Here is a brief compendium of statements from Ken Lewis, the CEO of BofA.
On the Merrill Lynch asset assumptions when the deal was struck:
Lewis: “The numbers that we presented today, we had considered marks on the assets as well as planned actions that Merrill Lynch has either executed or had in the works during the quarter as they continued to make progress in risk reduction. So those have been done…So again back to the earlier point, we’re pretty familiar with the types of assets and feel pretty good about the progress that Merrill Lynch had made itself.”
“Many strong companies have fallen victim to this environment while others have capitalized on opportunities as they have presented themselves. Merrill has been a strong respected competitor in the market place that we know well, but the market continues to question the viability of the stand-alone investment bank.
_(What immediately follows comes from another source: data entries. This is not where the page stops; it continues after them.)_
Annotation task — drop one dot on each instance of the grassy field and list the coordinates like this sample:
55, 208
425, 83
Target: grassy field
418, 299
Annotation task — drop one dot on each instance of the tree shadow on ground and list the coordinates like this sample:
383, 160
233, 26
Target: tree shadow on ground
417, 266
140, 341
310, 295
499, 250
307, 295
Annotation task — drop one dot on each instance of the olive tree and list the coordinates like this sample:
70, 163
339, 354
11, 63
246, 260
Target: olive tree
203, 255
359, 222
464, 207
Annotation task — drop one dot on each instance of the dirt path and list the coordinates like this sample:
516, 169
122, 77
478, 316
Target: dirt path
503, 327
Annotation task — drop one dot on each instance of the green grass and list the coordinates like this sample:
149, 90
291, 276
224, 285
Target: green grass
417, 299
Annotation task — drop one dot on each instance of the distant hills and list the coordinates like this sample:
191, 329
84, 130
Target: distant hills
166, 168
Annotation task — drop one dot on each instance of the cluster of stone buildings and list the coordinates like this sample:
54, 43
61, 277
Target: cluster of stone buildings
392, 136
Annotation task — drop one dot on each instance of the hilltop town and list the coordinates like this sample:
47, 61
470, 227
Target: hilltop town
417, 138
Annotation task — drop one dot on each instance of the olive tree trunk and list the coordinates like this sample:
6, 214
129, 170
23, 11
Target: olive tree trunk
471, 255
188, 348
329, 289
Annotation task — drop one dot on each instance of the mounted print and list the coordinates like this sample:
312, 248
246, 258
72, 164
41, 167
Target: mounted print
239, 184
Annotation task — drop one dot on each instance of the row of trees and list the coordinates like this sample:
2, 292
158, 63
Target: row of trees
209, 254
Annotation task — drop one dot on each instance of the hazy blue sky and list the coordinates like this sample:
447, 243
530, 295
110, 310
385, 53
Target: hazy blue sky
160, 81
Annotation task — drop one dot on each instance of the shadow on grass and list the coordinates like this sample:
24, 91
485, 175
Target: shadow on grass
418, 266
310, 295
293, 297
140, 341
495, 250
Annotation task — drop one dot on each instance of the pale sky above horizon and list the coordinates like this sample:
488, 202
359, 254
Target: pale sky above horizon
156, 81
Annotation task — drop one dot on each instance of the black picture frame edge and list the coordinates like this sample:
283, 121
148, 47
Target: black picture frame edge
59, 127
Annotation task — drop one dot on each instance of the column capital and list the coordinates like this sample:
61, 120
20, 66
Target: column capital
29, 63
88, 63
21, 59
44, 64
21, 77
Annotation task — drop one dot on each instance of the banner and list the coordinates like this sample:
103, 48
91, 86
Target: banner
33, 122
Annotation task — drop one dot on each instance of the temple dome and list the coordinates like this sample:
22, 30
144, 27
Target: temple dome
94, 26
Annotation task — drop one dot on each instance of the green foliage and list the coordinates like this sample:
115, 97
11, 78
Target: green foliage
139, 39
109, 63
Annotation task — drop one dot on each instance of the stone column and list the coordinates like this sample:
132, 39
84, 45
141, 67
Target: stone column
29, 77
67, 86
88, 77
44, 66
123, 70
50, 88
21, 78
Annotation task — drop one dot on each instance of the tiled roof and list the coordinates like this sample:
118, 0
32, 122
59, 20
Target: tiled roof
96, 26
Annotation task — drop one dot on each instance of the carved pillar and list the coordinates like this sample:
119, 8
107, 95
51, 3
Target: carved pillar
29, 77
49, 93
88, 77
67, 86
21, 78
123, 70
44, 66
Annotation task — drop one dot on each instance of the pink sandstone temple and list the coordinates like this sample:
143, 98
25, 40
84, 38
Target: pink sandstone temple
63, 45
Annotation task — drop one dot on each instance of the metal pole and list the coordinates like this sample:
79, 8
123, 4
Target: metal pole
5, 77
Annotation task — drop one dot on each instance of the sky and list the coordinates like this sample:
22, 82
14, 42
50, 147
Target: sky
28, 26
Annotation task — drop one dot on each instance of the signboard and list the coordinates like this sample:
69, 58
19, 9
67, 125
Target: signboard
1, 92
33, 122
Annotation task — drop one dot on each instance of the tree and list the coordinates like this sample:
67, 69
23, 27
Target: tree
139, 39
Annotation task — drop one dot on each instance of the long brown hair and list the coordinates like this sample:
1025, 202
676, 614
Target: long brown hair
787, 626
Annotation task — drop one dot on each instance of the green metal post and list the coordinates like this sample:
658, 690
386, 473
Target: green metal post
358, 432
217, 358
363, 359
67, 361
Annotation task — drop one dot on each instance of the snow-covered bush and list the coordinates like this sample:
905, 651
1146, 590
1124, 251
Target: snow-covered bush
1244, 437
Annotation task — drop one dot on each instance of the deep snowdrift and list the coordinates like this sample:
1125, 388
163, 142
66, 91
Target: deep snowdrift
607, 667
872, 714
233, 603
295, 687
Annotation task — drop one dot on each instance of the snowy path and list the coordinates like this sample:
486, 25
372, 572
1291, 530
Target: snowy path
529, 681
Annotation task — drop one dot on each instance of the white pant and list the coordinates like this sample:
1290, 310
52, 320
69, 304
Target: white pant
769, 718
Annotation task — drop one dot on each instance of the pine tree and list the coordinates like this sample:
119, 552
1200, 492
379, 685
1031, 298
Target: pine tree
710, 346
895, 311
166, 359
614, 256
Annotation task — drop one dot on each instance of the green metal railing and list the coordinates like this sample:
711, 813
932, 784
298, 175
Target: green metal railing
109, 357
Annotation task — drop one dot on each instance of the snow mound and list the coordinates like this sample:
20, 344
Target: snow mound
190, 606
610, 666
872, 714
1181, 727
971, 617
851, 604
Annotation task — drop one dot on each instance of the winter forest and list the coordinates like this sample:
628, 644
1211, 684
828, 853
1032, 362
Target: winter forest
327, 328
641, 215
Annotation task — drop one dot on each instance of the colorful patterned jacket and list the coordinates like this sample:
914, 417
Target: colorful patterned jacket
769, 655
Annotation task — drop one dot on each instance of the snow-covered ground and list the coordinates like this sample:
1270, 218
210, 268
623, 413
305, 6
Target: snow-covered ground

This transaction helps ensure Merrill Lynch can continue to operate effectively for the clients on enhancing the long-term value we can create for Bank of America shareholders.”
Thain: “I just want to add to Ken’s comments about what a tremendous strategic fit our businesses are here and what great opportunities we see for the future of this combined franchise.”
From the Wall Street Journal:
Bank of America shareholders who voted for the Merrill Lynch purchase must be feeling a mix of emotions right now. Among them: anger.
On Dec. 5, holders voted for the deal, which was initially announced during September’s Lehman Brothers crisis. On the day of the vote, Chief Executive Kenneth Lewis said BofA would have “the premier financial-services franchise.”
When the deal closed Jan. 1, Mr. Lewis was still positive, saying: “We are now uniquely positioned to win market share and expand our leadership position in markets around the world.”
What shareholders weren’t told: From mid-December, BofA executives were discussing with the Treasury possible extra aid to support the Merrill deal.
Since Merrill was going to be a big part of BofA, and since government aid often hurts the interests of common shareholders, investors can feel aggrieved that they weren’t told what was going on behind the scenes.
The Treasury also has some explaining to do. Its bank rescues have been criticized for lacking transparency. Dealings with BofA over Merrill look downright opaque.
Can anyone offer a compelling reason why Ken Lewis and his management team shoud not be summarily replaced and why a wide ranging investigation of their actions with regard to this merger and other actions should not be undertaken by the SEC and other relevant authorities?